问题
For the moment the best way that I have found to be able to manipulate DOM from a string that contain HTML is:
WebBrowser webControl = new WebBrowser();
webControl.DocumentText = html;
HtmlDocument doc = webControl.Document;
There are two problems:
- Requires the
WebBrowser
object! - This can't be used with multiple threads; I need something that would work on different thread (other than the main thread).
Any ideas?
回答1:
I did a search to GooglePlex for HTML and I found Html Agility Pack I do not know if it's for that or not, I am downloading it right now to give a try.
回答2:
Depending on what you are trying to do (maybe you can give us more details?) and depending on whether or not the HTML is well-formed, you could convert this to an XmlDocument
:
System.Xml.XmlDocument x = new System.Xml.XmlDocument();
x.LoadXml(html); // as long as html is well-formed, i.e.
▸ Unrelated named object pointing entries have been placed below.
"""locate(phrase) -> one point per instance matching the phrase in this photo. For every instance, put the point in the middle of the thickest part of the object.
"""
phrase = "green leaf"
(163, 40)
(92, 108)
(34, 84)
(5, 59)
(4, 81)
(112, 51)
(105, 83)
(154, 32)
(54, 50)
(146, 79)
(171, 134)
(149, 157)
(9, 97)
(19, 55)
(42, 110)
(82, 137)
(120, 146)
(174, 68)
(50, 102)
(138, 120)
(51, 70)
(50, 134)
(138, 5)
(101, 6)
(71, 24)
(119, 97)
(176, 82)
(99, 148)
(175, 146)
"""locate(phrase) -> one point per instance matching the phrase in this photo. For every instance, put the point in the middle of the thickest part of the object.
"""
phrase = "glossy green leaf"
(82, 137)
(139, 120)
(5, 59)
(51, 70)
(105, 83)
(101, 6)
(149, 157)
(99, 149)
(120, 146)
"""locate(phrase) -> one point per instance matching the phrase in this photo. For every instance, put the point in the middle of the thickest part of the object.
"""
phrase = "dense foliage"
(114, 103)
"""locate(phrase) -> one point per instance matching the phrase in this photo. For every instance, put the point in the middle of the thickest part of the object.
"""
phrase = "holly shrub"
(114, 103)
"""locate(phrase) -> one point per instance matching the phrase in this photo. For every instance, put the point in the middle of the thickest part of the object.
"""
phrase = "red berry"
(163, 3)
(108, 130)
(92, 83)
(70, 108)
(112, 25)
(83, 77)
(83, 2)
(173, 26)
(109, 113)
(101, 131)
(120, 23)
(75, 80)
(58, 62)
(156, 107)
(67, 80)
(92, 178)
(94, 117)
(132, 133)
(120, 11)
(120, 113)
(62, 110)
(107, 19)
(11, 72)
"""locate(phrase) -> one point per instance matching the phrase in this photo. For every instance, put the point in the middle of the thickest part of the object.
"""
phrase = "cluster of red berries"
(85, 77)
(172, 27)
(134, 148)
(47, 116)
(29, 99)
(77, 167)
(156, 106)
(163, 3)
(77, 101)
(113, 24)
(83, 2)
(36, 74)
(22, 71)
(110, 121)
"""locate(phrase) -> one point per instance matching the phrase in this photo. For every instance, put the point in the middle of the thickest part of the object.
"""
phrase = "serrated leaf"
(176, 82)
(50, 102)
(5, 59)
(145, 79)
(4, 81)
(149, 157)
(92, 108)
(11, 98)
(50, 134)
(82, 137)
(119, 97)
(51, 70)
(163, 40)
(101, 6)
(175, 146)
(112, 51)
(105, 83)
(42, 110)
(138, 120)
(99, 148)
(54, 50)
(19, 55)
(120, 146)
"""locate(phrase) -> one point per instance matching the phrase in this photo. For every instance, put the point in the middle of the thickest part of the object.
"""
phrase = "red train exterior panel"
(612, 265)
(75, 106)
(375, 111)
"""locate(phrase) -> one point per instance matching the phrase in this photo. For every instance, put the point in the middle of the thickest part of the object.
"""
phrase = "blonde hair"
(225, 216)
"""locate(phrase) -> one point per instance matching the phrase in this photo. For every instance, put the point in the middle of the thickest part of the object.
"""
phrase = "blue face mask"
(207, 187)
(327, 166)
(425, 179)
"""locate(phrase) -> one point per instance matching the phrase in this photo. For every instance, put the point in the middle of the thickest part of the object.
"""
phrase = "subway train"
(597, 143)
XHTML
Then you could manipulate it easily, without the WebBrowser
instance. As for threads, I don't know enough about the implementation of XmlDocument
to know the answer to that part.
If the document isn't in proper form, you could use NTidy (.NET wrapper for HTML Tidy) to get it in shape first; I had to do this very thing for a project once and it really wasn't too bad.
回答3:
JasonBunting already posted this, but it really works to use a .net wrapper around HTML tidy and load it up in an XmlDocument.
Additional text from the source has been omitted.